GlareDB / glaredb

GlareDB: An analytics DBMS for distributed data
https://glaredb.com
GNU Affero General Public License v3.0
567 stars 36 forks source link

Feature request: More support for exploring json/non-tabular data #3038

Open talagluck opened 2 weeks ago

talagluck commented 2 weeks ago

Description

It would be really nice if we could provide more utilities for data exploration of json/non-tabular data. Something like the ability to unpack nested data in a column in a query. The fact that we enable SQL for joining tabular with non-tabular data is really cool, but I think a lot of JSON doesn't really lend itself to this without doing additional processing work beforehand.

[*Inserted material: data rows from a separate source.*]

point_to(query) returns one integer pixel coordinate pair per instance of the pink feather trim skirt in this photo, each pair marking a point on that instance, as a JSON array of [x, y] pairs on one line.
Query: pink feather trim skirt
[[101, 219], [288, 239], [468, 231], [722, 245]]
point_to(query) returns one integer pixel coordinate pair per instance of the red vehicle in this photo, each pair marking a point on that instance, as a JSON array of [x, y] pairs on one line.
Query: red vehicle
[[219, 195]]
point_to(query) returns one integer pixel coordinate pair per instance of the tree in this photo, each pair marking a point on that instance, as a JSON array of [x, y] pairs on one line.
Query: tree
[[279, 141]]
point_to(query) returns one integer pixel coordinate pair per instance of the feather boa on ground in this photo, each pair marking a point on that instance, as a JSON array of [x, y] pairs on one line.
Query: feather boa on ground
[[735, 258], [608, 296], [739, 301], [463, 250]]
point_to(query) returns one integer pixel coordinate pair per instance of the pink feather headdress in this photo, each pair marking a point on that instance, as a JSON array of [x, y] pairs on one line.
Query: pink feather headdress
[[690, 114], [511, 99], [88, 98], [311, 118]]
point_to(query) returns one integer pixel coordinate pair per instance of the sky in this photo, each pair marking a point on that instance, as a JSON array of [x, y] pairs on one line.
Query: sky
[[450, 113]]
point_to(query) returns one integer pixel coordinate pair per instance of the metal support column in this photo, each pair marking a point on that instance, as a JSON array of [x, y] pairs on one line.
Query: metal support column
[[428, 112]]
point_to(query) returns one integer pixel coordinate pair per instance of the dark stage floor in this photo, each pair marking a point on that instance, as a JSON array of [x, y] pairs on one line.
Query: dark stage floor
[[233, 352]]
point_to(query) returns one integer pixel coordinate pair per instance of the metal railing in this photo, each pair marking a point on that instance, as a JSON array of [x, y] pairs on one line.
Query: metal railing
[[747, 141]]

Given a JSON with a list of GH users for instance:

[
    {
            "starred_at": "2024-05-13T14:33:25Z",
            "user": {
                "login": "talagluck",
                "id": 15267635,
                "node_id": "MDQ6VXNlcjE1MjY3NjM1",
                "avatar_url": "https://avatars.githubusercontent.com/u/15267635?v=4",
                "gravatar_id": "",
                "url": "https://api.github.com/users/talagluck",
                "html_url": "https://github.com/talagluck",
                "followers_url": "https://api.github.com/users/talagluck/followers",
                "following_url": "https://api.github.com/users/talagluck/following{/other_user}",
                "gists_url": "https://api.github.com/users/talagluck/gists{/gist_id}",
                "starred_url": "https://api.github.com/users/talagluck/starred{/owner}{/repo}",
                "subscriptions_url": "https://api.github.com/users/talagluck/subscriptions",
                "organizations_url": "https://api.github.com/users/talagluck/orgs",
                "repos_url": "https://api.github.com/users/talagluck/repos",
                "events_url": "https://api.github.com/users/talagluck/events{/privacy}",
                "received_events_url": "https://api.github.com/users/talagluck/received_events",
                "type": "User",
                "site_admin": false
            }
        },
{
        "starred_at": "2023-05-26T22:24:04Z",
        "user": {
            "login": "scsmithr",
            "id": 4040560,
            "node_id": "MDQ6VXNlcjQwNDA1NjA=",
            "avatar_url": "https://avatars.githubusercontent.com/u/4040560?v=4",
            "gravatar_id": "",
            "url": "https://api.github.com/users/scsmithr",
            "html_url": "https://github.com/scsmithr",
            "followers_url": "https://api.github.com/users/scsmithr/followers",
            "following_url": "https://api.github.com/users/scsmithr/following{/other_user}",
            "gists_url": "https://api.github.com/users/scsmithr/gists{/gist_id}",
            "starred_url": "https://api.github.com/users/scsmithr/starred{/owner}{/repo}",
            "subscriptions_url": "https://api.github.com/users/scsmithr/subscriptions",
            "organizations_url": "https://api.github.com/users/scsmithr/orgs",
            "repos_url": "https://api.github.com/users/scsmithr/repos",
            "events_url": "https://api.github.com/users/scsmithr/events{/privacy}",
            "received_events_url": "https://api.github.com/users/scsmithr/received_events",
            "type": "User",
            "site_admin": false
        }
    }
]

Currently, each user will be a row, but the rest of the user info will all be crammed into a single column. It would be nice to do something equivalent to this Pandas code:

with open('stargazers.json', 'r') as f:
    data = json.load(f)
flattened_data = []
for entry in data:
    user_data = entry['user']
    user_data['starred_at'] = entry['starred_at']
    flattened_data.append(user_data)

# Create DataFrame
df = pd.DataFrame(flattened_data)

e.g. maybe

    SELECT starred_at, flatten(user) FROM 'github_users.json' 

That's pretty hacky, and I know we're not going to cover every situation, but if we could address a couple of common formats, that could be good. And maybe we go with normalize instead of flatten.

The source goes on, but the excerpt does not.